The clerk or inspector shall immediately deliver to the challenged person a copy of the oath of the person entering the challenge, and the challenged voter shall be allowed to cast a provisional ballot.
Alternatively, a challenge in accordance with this section may be filed in advance with the supervisor of elections no sooner than 30 days before an election. The supervisor shall promptly provide the election board in the challenged voter’s precinct with a copy of the oath of the person entering the challenge. The challenged voter shall be allowed to cast a provisional ballot.
A simple sworn statement that the voter is not eligible is enough to force any voter to accept a second-class ballot. Wow.

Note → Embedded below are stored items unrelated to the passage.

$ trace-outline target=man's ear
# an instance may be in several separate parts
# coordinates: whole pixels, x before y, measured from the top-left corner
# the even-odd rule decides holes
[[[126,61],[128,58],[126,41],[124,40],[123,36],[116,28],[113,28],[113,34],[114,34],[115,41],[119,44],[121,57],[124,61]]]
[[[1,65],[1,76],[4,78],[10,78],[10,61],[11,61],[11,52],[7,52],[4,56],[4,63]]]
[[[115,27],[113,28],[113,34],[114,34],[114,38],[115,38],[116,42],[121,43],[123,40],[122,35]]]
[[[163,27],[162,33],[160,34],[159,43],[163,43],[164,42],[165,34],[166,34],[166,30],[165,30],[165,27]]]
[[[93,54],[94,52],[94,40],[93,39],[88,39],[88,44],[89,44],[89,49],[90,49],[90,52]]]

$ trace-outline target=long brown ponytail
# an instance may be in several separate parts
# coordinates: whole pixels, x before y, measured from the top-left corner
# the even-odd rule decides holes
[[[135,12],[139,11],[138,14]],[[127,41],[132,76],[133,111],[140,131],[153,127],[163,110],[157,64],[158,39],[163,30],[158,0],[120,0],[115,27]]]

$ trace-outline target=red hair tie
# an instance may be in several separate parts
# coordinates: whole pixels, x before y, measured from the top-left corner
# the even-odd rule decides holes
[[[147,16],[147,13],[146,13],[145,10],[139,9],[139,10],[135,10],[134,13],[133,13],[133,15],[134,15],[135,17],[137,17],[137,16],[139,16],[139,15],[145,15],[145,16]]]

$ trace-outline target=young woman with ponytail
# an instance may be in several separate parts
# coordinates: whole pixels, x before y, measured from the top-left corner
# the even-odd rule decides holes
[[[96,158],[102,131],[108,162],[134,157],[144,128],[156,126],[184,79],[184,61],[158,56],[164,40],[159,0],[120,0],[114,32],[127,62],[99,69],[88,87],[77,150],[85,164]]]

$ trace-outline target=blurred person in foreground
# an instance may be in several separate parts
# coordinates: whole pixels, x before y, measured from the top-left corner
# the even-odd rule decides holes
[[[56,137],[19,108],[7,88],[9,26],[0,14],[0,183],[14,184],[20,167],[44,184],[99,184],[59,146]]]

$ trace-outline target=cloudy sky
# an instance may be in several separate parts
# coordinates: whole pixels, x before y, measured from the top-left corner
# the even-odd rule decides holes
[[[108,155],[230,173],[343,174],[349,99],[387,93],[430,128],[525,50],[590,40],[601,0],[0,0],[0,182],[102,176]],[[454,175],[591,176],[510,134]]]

Conservatives in Ohio (like Florida) instituted a strict voter ID regimen based on conservative and media claims of voter fraud. A lot of us said at the time that voter ID laws wouldn’t solve the voter impersonation fraud problem because there was no voter impersonation fraud problem. As predicted, the voter ID laws in Ohio and Florida have had no effect at all, the unsupported claims continue, and are now being used to justify still more draconian measures. This is not at all surprising, because it was never about fraud.
Conservatives and media invented a problem: voter impersonation fraud. They then solved the imaginary problem with strict ID regimes. We’re now moving to enact further laws based on the original, unsupported claim of “voter fraud”, although the “solutions” to the original accusation (ID laws) were put in place. Sound familiar?
Facts don’t matter in this one-sided debate, because it was never about voter fraud, just like the birth certificate “controversy” conservatives and media invented was never about official state records of birth.
With that, I’d suggest that voters should start protecting their own right to vote. If you’re a registered voter and are handed a second-class ballot, start with the presumption that you hold a right that is being summarily denied without a hearing.
Voting is a right (conservatives and media are wrong on the facts, law and history here: a trifecta of wrong) and any person who hands a voter a second-class ballot should have to defend that decision. I’d suggest that voters themselves “flip the script” when denied a first-class ballot and ask the poll worker questions that start with the presumption that the targeted voter is not guilty of fraud. If you’re handed a second-class ballot ask to see the specific rule that guided that decision and then ask if there’s any way under the rule(s) that you may cast a first-class ballot in that election.
That’s the way to approach the process because, despite conservative and media claims to the contrary, voting is not like cashing a check or using a debit card. Those are commercial transactions. Voting is not like driving because driving is a privilege. Voting is a right, and whether you own property or hold accounts or are state licensed to drive an automobile has no bearing whatever on that right.
You’re not at the counter at the DMV, bickering over your car registration. People died for this right, and the liberal position that one valid vote denied is one too many is an absolutely crucial counter to the conservative and media position that denying one or many eligible voters the franchise is no big deal.
Ignore Justice Scalia and his personal opinions, because he’s wrong. Don’t get over it.